Um aperto faria com que Ed entregasse o lorde sem receios, mas foi assim mesmo no primeiro tapa na cara apontou a seta do dedo de ferro. Entregou o Benjamin como um Judas Escariotes, um Joaquim Silvério dos Reis. Benjamim tinha freqüentado naquelas semanas três favelas aliadas e sabia que os policiais iriam buscá-lo, não era preciso que alguém falasse isso para ele, pois a liderança que exerceu contra o sistema dos calhordas e ordinários teria como conseqüência o seu extermínio físico, esse tipo de coisa era com um protocolo, mas só se deixasse.
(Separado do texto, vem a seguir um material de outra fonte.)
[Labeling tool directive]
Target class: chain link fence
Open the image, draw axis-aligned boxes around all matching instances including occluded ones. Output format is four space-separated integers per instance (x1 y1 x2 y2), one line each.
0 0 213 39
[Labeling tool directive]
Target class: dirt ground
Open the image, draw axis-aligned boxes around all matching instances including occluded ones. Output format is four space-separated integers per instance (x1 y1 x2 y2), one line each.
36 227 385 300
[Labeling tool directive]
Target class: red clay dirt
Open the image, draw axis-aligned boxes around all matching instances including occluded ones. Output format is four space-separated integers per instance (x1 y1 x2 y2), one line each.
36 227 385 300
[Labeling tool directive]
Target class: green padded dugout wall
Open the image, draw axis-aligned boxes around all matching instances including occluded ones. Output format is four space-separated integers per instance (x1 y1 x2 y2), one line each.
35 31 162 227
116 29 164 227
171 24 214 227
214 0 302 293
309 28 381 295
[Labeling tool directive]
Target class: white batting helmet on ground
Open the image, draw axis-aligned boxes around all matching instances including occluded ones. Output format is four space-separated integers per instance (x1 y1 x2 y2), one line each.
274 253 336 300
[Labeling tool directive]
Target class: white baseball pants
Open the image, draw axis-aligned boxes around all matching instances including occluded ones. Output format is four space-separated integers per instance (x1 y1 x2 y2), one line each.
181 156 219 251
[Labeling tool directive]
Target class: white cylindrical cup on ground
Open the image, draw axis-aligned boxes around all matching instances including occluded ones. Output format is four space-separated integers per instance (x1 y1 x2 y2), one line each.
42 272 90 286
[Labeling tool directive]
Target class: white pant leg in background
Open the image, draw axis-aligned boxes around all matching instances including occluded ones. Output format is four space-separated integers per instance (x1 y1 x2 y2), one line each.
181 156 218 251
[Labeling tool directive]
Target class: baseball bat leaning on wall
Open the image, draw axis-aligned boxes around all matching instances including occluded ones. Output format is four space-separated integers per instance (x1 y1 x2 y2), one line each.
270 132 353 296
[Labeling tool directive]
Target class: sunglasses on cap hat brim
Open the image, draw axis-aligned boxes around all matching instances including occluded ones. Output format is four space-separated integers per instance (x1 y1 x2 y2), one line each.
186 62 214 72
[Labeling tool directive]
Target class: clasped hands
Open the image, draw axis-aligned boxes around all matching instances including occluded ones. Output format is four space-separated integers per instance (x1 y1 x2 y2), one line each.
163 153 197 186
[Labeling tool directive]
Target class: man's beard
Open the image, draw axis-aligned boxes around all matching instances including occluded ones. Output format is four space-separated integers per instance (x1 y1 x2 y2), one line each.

Estava na última casa daquela favela e dava um trabalho chegar até lá. Um ambiente bem humilde de casa sem reboco e com os tijolos oito furos a vista, o chão de concreto batido e a caminha de solteiro que rangia. Ouvira o som dos grilos à noite inteira, mas naquela manhã, como todas as manhãs das últimas semanas, acordou cedo, deu uma pequena tristeza, sentimento de vazio, talvez solidão, sei lá. Fez o café e ficou assistindo um pouco de televisão, então bateu uma neura, então preferiu arrumar suas poucas coisas que cabiam em uma mochilinha e cair fora dessa rota de fuga que estava tomando, pois não estava virando mais e não sabia como o sistema não o tinha encontrado ainda, pois ele é muito inteligente. Tomou um banho arrumou-se e desceu o morro calado rumo ao ponto do ônibus lá na avenida principal que dava para o morro e não era nem sete da manhã. Poucas pessoas estavam acordadas, era dia de domingo.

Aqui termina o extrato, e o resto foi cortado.